Andes virus replication and polarized trafficking in epithelial cells.

摘要

Andes virus is a causative agent of Hantavirus pulmonary syndrome (HPS) in South America. In nature, hantaviruses are maintained in a persistently infected rodent host, and human infections occur by inhalation of infected rodent excreta. HPS begins as a prodrome of fever, myalgia, and dyspnea and rapidly progresses to severe pulmonary microvascular leakage, respiratory distress, and shock. Pathology is primarily localized to lung endothelial cells; however, initial replication within the airway epithelium and the mechanisms by which the virus crosses the epithelium to gain access to the endothelium are poorly understood. This study investigated ANDV interactions with the respiratory epithelium and the cellular trafficking pathways involved in virus secretion from epithelial cells.; ANDV infection of Syrian golden hamsters serves as a model of HPS pathogenesis. We developed an in vitro culture of primary hamster tracheal epithelial cells (TECs) in order to study ANDV infection of the respiratory epithelium.

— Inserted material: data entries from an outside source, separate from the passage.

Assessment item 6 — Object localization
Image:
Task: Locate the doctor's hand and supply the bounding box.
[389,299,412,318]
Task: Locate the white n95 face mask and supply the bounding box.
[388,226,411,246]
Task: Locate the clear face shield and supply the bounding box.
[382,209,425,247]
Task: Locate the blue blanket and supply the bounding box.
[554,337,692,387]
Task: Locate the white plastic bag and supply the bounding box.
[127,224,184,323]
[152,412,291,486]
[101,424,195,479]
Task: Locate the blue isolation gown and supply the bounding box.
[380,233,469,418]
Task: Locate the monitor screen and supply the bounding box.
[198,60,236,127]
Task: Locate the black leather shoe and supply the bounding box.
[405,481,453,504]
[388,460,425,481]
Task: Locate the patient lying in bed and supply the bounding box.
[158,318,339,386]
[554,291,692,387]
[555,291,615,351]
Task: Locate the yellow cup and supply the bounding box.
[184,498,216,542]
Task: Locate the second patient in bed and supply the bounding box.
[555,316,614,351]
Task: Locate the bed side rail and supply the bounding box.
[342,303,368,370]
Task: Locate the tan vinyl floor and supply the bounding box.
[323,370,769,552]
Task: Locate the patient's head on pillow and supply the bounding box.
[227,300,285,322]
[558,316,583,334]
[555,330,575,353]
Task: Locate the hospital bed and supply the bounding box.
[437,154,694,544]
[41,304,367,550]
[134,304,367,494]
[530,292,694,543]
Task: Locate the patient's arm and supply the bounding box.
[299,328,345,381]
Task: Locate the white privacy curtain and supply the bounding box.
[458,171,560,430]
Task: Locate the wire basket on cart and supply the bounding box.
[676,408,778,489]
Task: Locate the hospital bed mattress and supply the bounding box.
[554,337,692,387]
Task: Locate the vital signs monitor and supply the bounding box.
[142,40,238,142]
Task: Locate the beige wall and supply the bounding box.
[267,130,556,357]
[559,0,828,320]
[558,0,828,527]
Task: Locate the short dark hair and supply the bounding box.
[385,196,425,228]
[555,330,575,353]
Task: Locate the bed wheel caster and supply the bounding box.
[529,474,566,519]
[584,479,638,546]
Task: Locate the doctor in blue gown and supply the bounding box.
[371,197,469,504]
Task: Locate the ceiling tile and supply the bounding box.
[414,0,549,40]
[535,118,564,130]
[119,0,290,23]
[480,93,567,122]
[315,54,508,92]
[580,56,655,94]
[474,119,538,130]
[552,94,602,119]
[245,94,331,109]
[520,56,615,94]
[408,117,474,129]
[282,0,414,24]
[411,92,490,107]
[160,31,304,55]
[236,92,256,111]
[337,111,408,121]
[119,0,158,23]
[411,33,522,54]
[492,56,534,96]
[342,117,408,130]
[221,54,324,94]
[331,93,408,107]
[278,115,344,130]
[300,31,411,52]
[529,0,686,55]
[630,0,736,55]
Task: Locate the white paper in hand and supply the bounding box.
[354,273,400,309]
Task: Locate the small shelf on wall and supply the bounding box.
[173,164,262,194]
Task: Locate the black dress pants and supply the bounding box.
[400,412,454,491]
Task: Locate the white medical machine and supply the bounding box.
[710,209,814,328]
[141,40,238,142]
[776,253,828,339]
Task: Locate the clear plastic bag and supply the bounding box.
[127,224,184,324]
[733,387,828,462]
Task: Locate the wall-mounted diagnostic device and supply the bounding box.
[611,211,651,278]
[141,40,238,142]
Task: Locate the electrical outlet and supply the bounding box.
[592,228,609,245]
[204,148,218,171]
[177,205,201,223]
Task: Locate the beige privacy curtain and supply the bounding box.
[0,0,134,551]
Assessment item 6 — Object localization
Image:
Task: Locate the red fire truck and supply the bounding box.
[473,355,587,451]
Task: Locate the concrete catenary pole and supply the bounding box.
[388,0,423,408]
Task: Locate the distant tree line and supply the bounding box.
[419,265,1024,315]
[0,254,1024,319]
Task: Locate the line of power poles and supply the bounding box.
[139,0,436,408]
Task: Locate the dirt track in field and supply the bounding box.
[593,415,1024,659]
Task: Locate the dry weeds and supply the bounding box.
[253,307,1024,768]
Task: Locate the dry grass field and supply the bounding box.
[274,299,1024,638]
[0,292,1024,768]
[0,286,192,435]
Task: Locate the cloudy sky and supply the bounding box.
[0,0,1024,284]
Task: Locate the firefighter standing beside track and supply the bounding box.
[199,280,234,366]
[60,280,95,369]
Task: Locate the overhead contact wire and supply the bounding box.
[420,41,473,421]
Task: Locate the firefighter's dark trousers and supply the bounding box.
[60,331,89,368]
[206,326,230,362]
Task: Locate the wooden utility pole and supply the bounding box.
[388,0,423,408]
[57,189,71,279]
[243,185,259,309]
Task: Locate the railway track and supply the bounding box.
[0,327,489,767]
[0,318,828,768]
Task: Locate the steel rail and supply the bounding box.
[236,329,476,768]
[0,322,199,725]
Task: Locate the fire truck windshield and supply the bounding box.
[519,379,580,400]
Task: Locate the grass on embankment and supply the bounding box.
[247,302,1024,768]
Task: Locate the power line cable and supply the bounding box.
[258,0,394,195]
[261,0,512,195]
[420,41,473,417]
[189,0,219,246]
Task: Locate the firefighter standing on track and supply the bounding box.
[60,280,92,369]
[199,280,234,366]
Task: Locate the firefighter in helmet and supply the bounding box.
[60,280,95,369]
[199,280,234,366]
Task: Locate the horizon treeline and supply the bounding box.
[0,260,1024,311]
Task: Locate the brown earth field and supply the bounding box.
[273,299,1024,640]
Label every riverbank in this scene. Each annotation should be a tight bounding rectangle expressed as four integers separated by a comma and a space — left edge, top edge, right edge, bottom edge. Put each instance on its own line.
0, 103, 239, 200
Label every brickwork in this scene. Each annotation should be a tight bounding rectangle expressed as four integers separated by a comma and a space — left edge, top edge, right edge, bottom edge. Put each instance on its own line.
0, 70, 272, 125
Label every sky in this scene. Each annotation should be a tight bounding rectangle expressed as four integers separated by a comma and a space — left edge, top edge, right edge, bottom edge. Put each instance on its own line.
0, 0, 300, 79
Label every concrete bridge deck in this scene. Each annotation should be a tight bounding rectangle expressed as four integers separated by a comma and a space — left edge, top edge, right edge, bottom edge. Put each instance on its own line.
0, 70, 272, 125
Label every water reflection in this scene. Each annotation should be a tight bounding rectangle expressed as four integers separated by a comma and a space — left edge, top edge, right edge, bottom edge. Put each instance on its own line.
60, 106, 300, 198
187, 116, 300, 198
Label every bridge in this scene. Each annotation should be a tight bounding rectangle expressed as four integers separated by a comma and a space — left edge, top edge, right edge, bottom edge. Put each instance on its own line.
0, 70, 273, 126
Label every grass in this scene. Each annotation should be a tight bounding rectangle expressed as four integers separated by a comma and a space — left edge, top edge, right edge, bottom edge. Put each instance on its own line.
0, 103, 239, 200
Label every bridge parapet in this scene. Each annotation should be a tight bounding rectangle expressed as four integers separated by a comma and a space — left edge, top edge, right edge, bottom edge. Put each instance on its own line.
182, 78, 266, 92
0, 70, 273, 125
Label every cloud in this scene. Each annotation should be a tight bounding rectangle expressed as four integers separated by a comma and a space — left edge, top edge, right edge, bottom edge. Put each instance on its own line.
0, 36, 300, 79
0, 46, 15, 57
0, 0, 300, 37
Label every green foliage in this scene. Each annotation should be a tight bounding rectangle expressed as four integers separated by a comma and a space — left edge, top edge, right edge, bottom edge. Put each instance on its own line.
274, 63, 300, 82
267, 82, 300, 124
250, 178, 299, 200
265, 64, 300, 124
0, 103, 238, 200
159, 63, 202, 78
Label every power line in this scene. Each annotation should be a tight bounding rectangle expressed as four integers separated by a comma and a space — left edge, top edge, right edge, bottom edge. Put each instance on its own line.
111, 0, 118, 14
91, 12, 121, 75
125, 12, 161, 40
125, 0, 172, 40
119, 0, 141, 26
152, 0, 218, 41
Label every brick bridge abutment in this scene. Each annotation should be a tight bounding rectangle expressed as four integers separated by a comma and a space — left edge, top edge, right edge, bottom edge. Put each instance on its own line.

The hamster TEC cultures differentiate into a polarized, heterogeneous cellular population that resembles the in vivo hamster trachea containing ciliated, basal, and non-ciliated Clara and goblet cells. ANDV infection of hamster TECs resulted in bidirectional virus secretion without cytopathology or loss of tight junction integrity. The infection was localized to the non-ciliated secretory population, correlating with expression of beta3 integrin, a receptor for pathogenic hantaviruses.; Hantaviruses bud into Golgi membranes; however the pathways involved in virus egress to the plasma membrane have not been determined. RabGTPases, RAM and Rab11, localize to the Golgi and recycling endosome and regulate Golgi to plasma membrane transport. Rab8 and Rab11 colocalized with ANDV nucleocapsid in ANDV-infected Vero epithelial cells and when nucleocapsid was expressed in the absence of other viral proteins. ANDV release from infected Vero cells was decreased by 10-fold when Rab8 and Rab11 expression was downregulated using small interfering RNAs. These studies suggest that following assembly at the Golgi, viral particles egress to the plasma membrane through the recycling endosome via Rab8- and/or Rab11-mediated trafficking pathways. Therefore, in the hamster TEC model, ANDV could be trafficked in a bidirectional fashion by a similar mechanism, giving the virus access to the underlying tissue and endothelium.